ODFW Director Colbert Tapes Podcast With Randy Newberg
“Harvest is the smallest thing that affects wildlife. For us, it’s habitat.”
“I think in the next five years coho will be delisted … I really hope Oregon throws a big party.”

“Hatcheries are absolutely vital for opportunity and conservation.”
“We use the data to try and keep fisheries open as much as possible.”
“We have a wolf that is wreaking havoc in an area of tough winter conditions and they’re calving.”
“A lot of credit goes to hunters.”
“As an agency, conservation is job 1.”
Those are some of the soundbites from Oregon Department of Fish and Wildlife Director Debbie Colbert as she taped a podcast with famed public lands, conservation and hunting advocate Randy Newberg on Saturday afternoon at the Pacific Northwest Sportsmen’s Show in Portland.
Specifically, Colbert was talking about:
• The critical importance of healthy connected habitats – winter and summer range and migratory corridors – for deer and elk;
• Her optimism that Oregon Coast coho will be removed from the Endangered Species Act following decades of work, including voluntary habitat improvements, to recover the species;
• The importance of state and federal fish production, which in part fuels 70 percent of Oregon’s harvest of anadromous species;
• How creel sampling helps squeeze as much angling opportunity out of highly complex fisheries like the Columbia;
• The restricted toolbox for managing chronic wolf depredations in the federally listed two-thirds of the state;
• Pittman-Robertson Act excise tax moneys from hunters and other shooters that helped fund the purchase of the 16,000-plus-acre Minam Wildlife Area from Manulife, creating a Yellowstone-sized block of contiguous public land in Northeast Oregon;
• And what she sees as ODFW’s primary job, for without conserving populations of game, you can’t even begin to talk opportunity or quality hunts in the first place.
I don’t want to steal too much of Newberg’s thunder for when he posts the hour-and-a-half-long interview taped in the Green Theatre of the Expo Center, but as a hunter, angler and conservationist, I heard a lot I liked in Colbert’s words.
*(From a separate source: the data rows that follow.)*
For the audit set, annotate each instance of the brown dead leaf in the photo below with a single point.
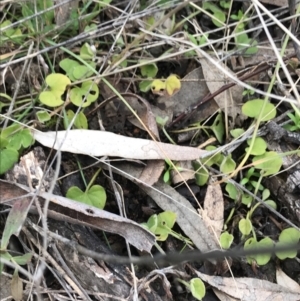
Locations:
(152, 172)
(169, 199)
(64, 209)
(213, 210)
(102, 143)
(284, 280)
(249, 289)
(16, 287)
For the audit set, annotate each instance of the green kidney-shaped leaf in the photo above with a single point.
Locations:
(166, 219)
(86, 52)
(95, 196)
(58, 82)
(91, 89)
(51, 98)
(228, 165)
(259, 146)
(253, 108)
(269, 162)
(8, 157)
(232, 191)
(43, 116)
(149, 70)
(263, 259)
(245, 226)
(197, 288)
(21, 138)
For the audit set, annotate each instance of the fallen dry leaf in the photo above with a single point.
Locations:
(213, 210)
(167, 198)
(64, 209)
(229, 101)
(249, 289)
(284, 280)
(101, 143)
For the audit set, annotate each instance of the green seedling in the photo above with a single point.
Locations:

Now in her eighth month as ODFW’s first female director, she expressed wide-ranging knowledge of Oregon’s fish and wildlife species and the strongest factors impacting their longterm viability and thus our ability to harvest them; the wild complexity of trying to manage those opportunities in the face of ESA listings, treaty rights and the folding in of new tribal management, and degrading environmental conditions; the successes and less so of focused predator management; and support for hunters and fishermen as not only funders of more than half the agency’s budget but as conservation partners who are providing key data on fisheries, CWD monitoring and more.
That said, it was also pretty darned imperative that Colbert hit all the right notes, what with ODFW this legislative session asking state lawmakers for a license fee increase and $20 million for hatchery investments.
And there were some hot button issues that weren’t addressed – Columbia Basin endorsement funds and barbless hooks on the big river; Army Corps of Engineers’ court-mandated actions at Willamette Valley reservoirs that will probably lead to the end of another kokanee fishery. Host Newberg had reams of questions taken from the public but couldn’t get to all of them in the allotted time.
But overall, it was an interesting Q&A with a great storyteller (Newberg wasn’t too impressed with Portland’s inch of snow or the two-hour wait for an Uber from his hotel to the show before finally hitching a ride with someone) and interviewer, and it should make for a really good podcast when it is posted.
And that’s gonna have to be all the time I have for that as I try to land this next issue before deadline – holy !$#!$, John, that date and time is impossible!!